Odile
(Gallimard, 1992, 184 pages)
Odile raconte les fréquentations d'un jeune homme, mathématicien
amateur, durant l'entre deux-guerres en France. De retour de son service militaire
en Afrique du Nord, il fait d'abord la connaissance de "potes" dans un bistrot.

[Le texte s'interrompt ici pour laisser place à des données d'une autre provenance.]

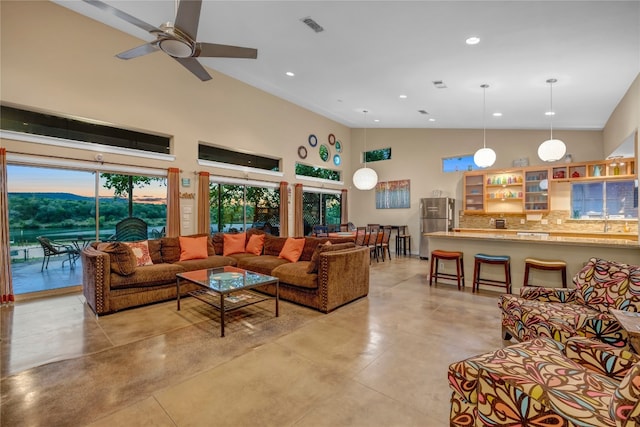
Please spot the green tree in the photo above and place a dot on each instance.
(123, 185)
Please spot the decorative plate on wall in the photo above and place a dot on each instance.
(324, 153)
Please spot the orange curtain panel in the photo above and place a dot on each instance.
(298, 222)
(284, 209)
(173, 202)
(204, 220)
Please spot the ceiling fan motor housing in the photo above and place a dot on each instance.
(174, 42)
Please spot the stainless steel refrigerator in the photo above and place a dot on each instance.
(436, 214)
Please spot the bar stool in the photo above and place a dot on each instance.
(504, 260)
(403, 240)
(541, 264)
(436, 256)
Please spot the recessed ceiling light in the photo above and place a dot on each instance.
(472, 40)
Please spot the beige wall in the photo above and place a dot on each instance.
(625, 119)
(417, 155)
(153, 93)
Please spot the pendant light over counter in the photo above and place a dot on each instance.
(484, 157)
(551, 150)
(365, 178)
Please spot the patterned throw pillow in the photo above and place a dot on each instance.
(141, 251)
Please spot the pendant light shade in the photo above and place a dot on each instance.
(365, 178)
(484, 157)
(552, 149)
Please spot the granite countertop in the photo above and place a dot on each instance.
(542, 238)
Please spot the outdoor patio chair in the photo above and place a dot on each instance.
(52, 249)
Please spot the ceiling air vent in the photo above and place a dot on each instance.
(312, 24)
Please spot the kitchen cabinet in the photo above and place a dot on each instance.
(536, 190)
(473, 192)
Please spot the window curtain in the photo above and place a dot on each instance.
(6, 284)
(298, 222)
(284, 209)
(344, 211)
(173, 202)
(204, 219)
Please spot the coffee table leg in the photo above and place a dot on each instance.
(222, 315)
(178, 292)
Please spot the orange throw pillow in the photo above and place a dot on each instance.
(234, 243)
(292, 249)
(193, 248)
(255, 244)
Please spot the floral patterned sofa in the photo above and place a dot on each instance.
(561, 313)
(543, 382)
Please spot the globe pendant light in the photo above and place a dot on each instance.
(365, 178)
(484, 157)
(552, 149)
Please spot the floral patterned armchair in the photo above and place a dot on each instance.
(546, 383)
(561, 313)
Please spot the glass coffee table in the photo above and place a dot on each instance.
(227, 288)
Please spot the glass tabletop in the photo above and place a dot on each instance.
(227, 279)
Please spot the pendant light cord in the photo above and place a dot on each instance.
(365, 138)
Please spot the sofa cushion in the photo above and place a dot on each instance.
(170, 249)
(295, 273)
(213, 261)
(234, 243)
(263, 264)
(141, 251)
(147, 276)
(603, 284)
(292, 249)
(121, 257)
(193, 248)
(255, 244)
(326, 247)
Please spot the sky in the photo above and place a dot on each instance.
(28, 179)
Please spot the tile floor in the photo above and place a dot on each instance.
(380, 361)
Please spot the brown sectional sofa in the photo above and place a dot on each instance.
(342, 273)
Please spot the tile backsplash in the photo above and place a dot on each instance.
(552, 221)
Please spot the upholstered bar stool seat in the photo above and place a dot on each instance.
(504, 260)
(541, 264)
(436, 256)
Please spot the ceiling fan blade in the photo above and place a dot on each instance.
(195, 67)
(188, 17)
(123, 15)
(139, 51)
(212, 50)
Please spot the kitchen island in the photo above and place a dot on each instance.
(574, 249)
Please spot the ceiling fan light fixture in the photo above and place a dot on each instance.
(552, 149)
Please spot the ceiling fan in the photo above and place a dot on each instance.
(178, 40)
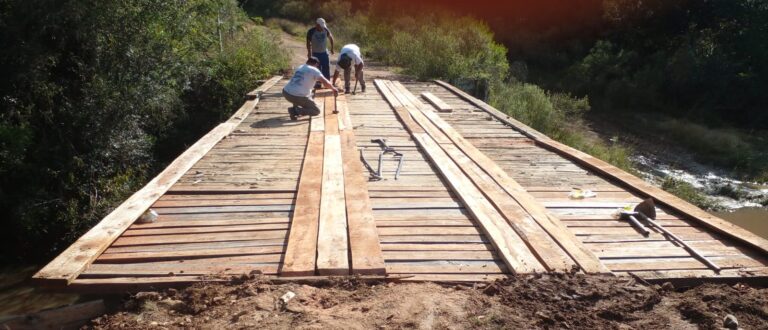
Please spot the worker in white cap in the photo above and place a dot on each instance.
(317, 46)
(349, 56)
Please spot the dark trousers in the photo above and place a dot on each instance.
(304, 106)
(325, 63)
(358, 76)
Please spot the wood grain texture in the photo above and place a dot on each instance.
(437, 102)
(510, 247)
(627, 180)
(332, 238)
(301, 252)
(552, 225)
(365, 248)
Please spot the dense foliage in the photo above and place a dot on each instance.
(689, 71)
(97, 95)
(440, 44)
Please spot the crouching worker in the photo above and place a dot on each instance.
(298, 91)
(349, 55)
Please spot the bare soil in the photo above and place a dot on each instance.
(570, 301)
(529, 302)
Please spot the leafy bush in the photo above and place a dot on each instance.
(558, 116)
(287, 26)
(97, 95)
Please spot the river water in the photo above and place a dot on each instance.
(754, 219)
(742, 201)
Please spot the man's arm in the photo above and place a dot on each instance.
(335, 76)
(330, 37)
(328, 84)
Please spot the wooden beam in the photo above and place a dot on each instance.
(301, 252)
(69, 264)
(551, 224)
(437, 102)
(332, 240)
(365, 248)
(548, 252)
(510, 247)
(627, 180)
(256, 93)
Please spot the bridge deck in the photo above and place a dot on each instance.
(476, 199)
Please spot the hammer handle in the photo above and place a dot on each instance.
(633, 221)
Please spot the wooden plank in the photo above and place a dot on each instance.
(174, 269)
(365, 249)
(629, 181)
(204, 237)
(332, 241)
(300, 255)
(317, 123)
(68, 317)
(508, 244)
(189, 254)
(437, 102)
(65, 268)
(256, 93)
(508, 204)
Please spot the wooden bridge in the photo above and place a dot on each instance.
(479, 196)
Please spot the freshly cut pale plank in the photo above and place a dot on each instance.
(167, 269)
(365, 249)
(300, 255)
(256, 93)
(188, 254)
(510, 247)
(553, 226)
(550, 254)
(633, 183)
(437, 102)
(317, 123)
(70, 263)
(332, 243)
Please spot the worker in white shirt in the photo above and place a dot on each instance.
(349, 55)
(298, 91)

Plus tard, Il s'acoquinera avec un groupuscule de jeunes
communistes-presque-clandestins-mystiques. Ces rencontres et aventures permettront
au héros de forger sa propre identité.
Dans ses oeuvres, Raymond Queneau jongle élégamment avec les mots et
la langue. Odile ne fait pas exception, ce roman chante et le texte est rempli de
jeux de sonorités. Toutefois, ce livre ne m'a pas accroché. Je crois
que la principale raison est la désuétude du sujet. Tout jeune
Parisien de cette époque devait vouloir être membre d'un de ces
groupes proto-communistes, avec son leader idolâtré, ses tracts et ses
réunions clandestines, mais certains aspects en sont aujourd'hui obscures
ou insaisissables. Peut-être que des notes m'auraient permis de mieux
apprécier le fond de l'oeuvre?
En bref, je n'ai pas vraiment aimé le fond, mais pour les amateurs, un
Queneau demeure toujours un Queneau.